Hundreds of people have gathered in Nuremberg to protest against the Iranian leader ahead of a World Cup match between Iran and Mexico.
The protesters, who include local Jewish community and Iranian exile groups, denounced Mahmoud Ahmadinejad for casting doubt on the Holocaust.
Iranian Vice-President Mohammed Aliabadi is attending the match.
Demonstrators said their anger was targeted at the Iranian leadership and not the country's football team.
But Iranian football fans have expressed their irritation, saying football and politics should not be mixed.
"Unwelcome"
The BBC's Ray Furlong is at the demonstration which he described as "a sea of blue and white Israeli flags".

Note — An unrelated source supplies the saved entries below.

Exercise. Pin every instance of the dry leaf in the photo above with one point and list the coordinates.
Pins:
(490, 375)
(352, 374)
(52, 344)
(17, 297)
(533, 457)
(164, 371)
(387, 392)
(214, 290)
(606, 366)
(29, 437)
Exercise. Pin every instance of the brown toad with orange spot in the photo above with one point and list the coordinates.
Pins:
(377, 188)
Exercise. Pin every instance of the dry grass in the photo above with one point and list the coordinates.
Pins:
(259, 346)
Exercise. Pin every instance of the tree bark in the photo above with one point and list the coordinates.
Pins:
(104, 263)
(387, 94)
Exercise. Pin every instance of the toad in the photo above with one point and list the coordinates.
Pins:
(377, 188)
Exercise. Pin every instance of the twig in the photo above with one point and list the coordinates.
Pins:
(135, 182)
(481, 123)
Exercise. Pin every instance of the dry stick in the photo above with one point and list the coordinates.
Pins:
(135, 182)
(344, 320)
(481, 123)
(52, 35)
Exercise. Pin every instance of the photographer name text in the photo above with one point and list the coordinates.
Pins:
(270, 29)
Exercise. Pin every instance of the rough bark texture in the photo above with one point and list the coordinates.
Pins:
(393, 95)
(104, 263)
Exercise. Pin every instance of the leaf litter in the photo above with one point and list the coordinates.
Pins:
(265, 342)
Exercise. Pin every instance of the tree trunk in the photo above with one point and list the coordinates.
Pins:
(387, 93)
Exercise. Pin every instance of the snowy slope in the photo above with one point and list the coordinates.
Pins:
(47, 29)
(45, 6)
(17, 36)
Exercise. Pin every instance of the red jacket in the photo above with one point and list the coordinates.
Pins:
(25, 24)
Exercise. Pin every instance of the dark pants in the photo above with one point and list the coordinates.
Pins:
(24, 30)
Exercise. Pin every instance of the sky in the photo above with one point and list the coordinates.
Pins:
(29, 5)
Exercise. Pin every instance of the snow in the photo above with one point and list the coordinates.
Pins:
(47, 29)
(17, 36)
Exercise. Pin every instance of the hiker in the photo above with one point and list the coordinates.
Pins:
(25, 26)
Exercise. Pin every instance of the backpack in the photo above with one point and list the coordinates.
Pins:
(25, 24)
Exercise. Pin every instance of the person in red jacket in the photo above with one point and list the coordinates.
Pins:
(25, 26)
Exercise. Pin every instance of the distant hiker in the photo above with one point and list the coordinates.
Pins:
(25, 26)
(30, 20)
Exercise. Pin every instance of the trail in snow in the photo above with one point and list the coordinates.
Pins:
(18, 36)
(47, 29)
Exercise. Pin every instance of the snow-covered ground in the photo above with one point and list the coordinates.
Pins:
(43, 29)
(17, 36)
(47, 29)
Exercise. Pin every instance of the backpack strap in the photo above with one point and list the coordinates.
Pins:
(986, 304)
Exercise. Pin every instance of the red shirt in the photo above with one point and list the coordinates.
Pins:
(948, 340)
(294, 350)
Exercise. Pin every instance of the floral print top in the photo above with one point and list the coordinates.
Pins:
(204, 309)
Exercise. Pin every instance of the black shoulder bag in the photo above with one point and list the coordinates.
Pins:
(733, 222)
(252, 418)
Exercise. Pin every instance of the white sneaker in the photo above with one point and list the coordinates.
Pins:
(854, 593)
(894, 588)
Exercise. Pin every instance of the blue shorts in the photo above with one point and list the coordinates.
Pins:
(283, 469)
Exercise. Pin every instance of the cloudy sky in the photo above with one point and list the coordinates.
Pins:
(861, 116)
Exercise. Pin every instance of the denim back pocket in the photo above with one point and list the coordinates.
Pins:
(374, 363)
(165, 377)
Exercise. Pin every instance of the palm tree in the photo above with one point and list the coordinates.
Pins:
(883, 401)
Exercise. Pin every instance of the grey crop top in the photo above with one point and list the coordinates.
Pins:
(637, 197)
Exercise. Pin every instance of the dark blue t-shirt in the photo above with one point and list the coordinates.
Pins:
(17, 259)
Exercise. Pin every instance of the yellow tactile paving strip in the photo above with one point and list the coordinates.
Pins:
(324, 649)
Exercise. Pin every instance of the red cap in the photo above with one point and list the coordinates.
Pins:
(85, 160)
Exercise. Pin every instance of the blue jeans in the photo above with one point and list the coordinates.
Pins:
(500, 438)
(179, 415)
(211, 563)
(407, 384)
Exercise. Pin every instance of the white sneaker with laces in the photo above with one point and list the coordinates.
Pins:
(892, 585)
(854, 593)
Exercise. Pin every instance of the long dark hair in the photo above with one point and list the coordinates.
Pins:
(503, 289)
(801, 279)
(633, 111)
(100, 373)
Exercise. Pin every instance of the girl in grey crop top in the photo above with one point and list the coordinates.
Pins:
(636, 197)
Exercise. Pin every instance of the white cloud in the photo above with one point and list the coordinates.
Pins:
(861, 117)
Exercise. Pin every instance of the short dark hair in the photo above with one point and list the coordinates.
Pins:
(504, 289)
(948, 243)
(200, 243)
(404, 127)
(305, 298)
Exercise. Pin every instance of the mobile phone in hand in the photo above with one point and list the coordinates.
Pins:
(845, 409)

"I'm protesting because I do not think it's ok if somebody claims that my great-grandparents disappeared just like that"
Bavaria's Interior Minister Gunther Bechstein described Mr Ahmadinejad as a criminal.
"If he comes to Germany, only his diplomatic immunity will save him from arrest," he told the demonstrators.
Alex Delomann, a German Jew from Cologne said his great-grandparents were shot by the Nazis in Ukraine.
"I'm protesting against the Iranian government because I do not think it's OK if somebody claims that my great-grandparents disappeared just like that," he told the Associated Press news agency.
Earlier, police broke up a small counter-demonstration of supporters of the far-right National Democratic Party who were dressed in Iranian jerseys and holding Iranian flags in support of Mr Ahmadinejad.
Political fallout
One of the biggest fears the Germans have for the World Cup is that the Iranian president will come to Germany to watch his team play, our correspondent says.
Mr Ahmadinejad has so far sent mixed signals on whether he will attend.
Nuremberg is where the Nazis promulgated their infamous race laws and the head of the German Jewish community has declared that the Iranian president is "a second Hitler".
The secretary-general of Germany's Central Council of Jews turned his attention to the German government for failing to deal in political terms with the visit by Iranian Vice-President Mohammad Aliabadi.
In an interview on German radio, Mr Kramer said it had to be demonstrated in no uncertain terms that people who deny the Holocaust would not be welcome in Germany.